The solution was merged into the dev branch and can be tested with the latest snapshot (it can be found here). Also, this solution will be available in the next ongoing release 1.42.0.
-
Thanks a million @Denis Konovalyenko for letting me know. I am downloading the latest snapshot of Okapi rainbow and I will let you know if I have any comments.
-
Hi @Denis Konovalyenko , I have just tested the latest snapshot and I confirm that the PPT looks much better now and all text is right-aligned. I haven’t done extensive testing though, but it looks great already. Thank you so much for fixing this issue.
-
Hi @Denis Konovalyenko
Please let me know if I should submit a new issue for this one. Since it is related to the same issue, I thought I should add it her for context.It seems there is a regression when it comes to brackets and some punctuation marks. For some reason, the new updated OpenXML filter is now reversing most brackets. I understand that reversal could happen when there is mixed Arabic and English, but right now, even within a complete Arabic string, this can happen.
Please see attached screen shot.
Any idea?
Thanks
-
@mzeid , thank you for your additional feedback on this!
I think the reversal of brackets could be related to the presence of the
rtl
property… but that can be confirmed after doing some additional research only. Would it be possible for you to create a new issue for tracking the mentioned mixed (LTR and RTL) content inconsistency? -
You are welcome, @Denis Konovalyenko
I have created a new issue.
https://bitbucket.org/okapiframework/okapi/issues/1127/openxml-brackets-are-reversed-in-arabic
I may also submit more issues if any comes up.
I really appreciate your support.
Thanks,
Mohamed -
Hi @Denis Konovalyenko
Just wanted to share this with you, maybe it could help with your troubleshooting.
I noticed that adding RLM marker at the end of English words, the issue seems to be fixed. Right now, the space that should go after the English word, gets reversed, so it looks like 2 spaces before the word, and no space after it.
I hope this screen shot explain things. This issue is currently a show-stopper, and it requires extensive manual fixing.
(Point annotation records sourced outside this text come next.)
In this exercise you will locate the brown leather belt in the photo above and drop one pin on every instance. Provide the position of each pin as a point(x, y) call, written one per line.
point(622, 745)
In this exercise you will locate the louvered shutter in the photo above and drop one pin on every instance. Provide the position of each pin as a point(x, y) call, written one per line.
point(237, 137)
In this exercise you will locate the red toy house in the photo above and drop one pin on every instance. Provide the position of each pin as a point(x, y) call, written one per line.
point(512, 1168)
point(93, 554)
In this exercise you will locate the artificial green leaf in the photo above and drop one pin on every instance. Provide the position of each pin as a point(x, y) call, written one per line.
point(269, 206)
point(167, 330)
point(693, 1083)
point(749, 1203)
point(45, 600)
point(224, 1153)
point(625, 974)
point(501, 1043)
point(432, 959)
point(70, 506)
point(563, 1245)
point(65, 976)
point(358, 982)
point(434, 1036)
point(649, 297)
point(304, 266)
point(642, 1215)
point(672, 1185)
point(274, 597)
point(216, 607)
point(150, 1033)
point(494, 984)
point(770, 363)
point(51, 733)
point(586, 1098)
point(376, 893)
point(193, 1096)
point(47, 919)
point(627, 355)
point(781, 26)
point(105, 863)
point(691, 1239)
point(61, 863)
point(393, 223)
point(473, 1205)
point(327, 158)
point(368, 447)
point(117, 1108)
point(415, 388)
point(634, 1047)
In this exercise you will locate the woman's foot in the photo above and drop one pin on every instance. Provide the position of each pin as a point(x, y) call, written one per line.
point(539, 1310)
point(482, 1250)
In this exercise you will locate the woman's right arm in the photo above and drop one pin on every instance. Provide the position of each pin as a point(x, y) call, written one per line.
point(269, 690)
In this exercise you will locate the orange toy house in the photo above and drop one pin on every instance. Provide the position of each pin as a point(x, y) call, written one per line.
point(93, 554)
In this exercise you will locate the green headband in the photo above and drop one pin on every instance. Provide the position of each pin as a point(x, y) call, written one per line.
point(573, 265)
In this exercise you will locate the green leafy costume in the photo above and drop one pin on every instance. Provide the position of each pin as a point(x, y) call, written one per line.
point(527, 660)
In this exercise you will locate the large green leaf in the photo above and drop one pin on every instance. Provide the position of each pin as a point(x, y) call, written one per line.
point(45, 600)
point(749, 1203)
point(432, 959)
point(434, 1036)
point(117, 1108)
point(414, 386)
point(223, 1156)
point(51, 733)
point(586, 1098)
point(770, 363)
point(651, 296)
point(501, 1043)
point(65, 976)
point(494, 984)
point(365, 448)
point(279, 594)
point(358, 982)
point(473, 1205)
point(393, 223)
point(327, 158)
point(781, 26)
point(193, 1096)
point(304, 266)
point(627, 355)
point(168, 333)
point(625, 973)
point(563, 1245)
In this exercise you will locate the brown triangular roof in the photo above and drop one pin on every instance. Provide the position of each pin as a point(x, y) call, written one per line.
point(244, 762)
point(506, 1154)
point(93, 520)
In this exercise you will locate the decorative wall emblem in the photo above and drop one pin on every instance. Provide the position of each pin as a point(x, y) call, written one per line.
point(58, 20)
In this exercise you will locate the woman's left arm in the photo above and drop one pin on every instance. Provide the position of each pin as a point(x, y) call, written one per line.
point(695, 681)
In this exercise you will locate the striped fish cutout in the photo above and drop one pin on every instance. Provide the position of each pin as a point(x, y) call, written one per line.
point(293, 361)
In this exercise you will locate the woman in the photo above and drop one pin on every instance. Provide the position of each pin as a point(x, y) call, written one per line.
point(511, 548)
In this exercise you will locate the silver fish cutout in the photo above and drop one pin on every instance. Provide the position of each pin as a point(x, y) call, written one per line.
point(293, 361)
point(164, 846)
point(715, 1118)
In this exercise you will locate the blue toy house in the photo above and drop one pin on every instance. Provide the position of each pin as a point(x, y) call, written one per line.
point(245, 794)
Thanks again for your support.
-
@mzeid Thanks for the additional info. Denis’s work on Okapi has been disrupted by the situation in the Ukraine. Hopefully he will have a chance to look into this more in the future.
-
Hi @Chase Tingley Thanks for your reply. I hope Denis and his loved ones are all safe and well
Take care guys and keep up the good work!
Thank you again!
- Log in to comment
Mohamed, I am afraid this is something that has been slipped through the related development somehow. Well, it looks like the DOCX related BIDI properties are applied for PPTX documents but that does not make any effect on the way the document is rendered.